Intransitive dice II

Gowers's Weblog 2018-03-10

I’m not getting the feeling that this intransitive-dice problem is taking off as a Polymath project. However, I myself like the problem enough to want to think about it some more. So here’s a post with some observations and with a few suggested subproblems that shouldn’t be hard to solve and that should shed light on the main problem. If the rate of comments by people other than me doesn’t pick up, then I think I’ll simply conclude that there wasn’t sufficient interest to run the project.
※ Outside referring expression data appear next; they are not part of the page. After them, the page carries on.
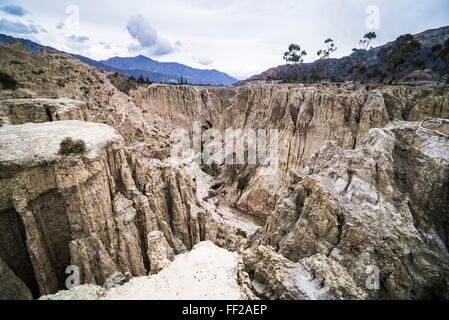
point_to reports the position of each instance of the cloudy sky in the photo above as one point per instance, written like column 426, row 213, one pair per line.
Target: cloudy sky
column 239, row 37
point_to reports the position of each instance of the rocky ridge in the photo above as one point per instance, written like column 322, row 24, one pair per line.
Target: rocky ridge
column 125, row 209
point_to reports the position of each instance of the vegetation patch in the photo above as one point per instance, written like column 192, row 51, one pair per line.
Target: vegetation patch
column 211, row 170
column 7, row 81
column 241, row 233
column 68, row 146
column 242, row 183
column 122, row 83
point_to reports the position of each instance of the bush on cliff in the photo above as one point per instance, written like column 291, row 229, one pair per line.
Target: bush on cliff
column 68, row 146
column 7, row 81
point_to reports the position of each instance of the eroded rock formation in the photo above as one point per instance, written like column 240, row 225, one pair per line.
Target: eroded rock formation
column 383, row 204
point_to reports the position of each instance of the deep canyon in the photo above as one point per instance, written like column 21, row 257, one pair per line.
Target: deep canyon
column 362, row 184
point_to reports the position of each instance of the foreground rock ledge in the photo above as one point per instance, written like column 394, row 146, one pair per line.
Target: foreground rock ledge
column 205, row 273
column 94, row 210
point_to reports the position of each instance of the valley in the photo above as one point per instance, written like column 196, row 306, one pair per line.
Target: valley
column 360, row 189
However, if I do that, I have a back-up plan, which is to switch to a more traditional collaboration — that is, done privately with a small number of people. The one non-traditional aspect of it will be that the people who join the collaboration will select themselves by emailing me and asking to be part of it. And if the problem gets solved, it will be a normal multi-author paper. (There’s potentially a small problem if someone asks to join in with the collaboration and then contributes very little to it, but we can try to work out some sort of “deal” in advance.)

But I haven’t got to that point yet: let me see whether a second public post generates any more reaction.

I’ll start by collecting a few thoughts that have already been made in comments. And I’ll start that with some definitions. First of all, I’m going to change the definition of a die. This is because it probably makes sense to try to prove rigorous results for the simplest model for which they are true, and random multisets are a little bit frightening. But I am told that experiments suggest that the conjectured phenomenon occurs for the following model as well. We define an n-sided die to be a sequence A=(a_1,\dots,a_n) of integers between 1 and n such that \sum_ia_i=n(n+1)/2. A random n-sided die is just one of those chosen uniformly from the set of all of them. We say that A beats B if \sum_{i,j}\mathbf 1_{[a_i>b_j]}>\sum_{i,j}\mathbf 1_{[a_i<b_j]}. That is, A beats B if the probability, when you roll the two dice, that A shows a higher number than B is greater than the probability that B shows a higher number than A. If the two probabilities are equal then we say that A ties with B.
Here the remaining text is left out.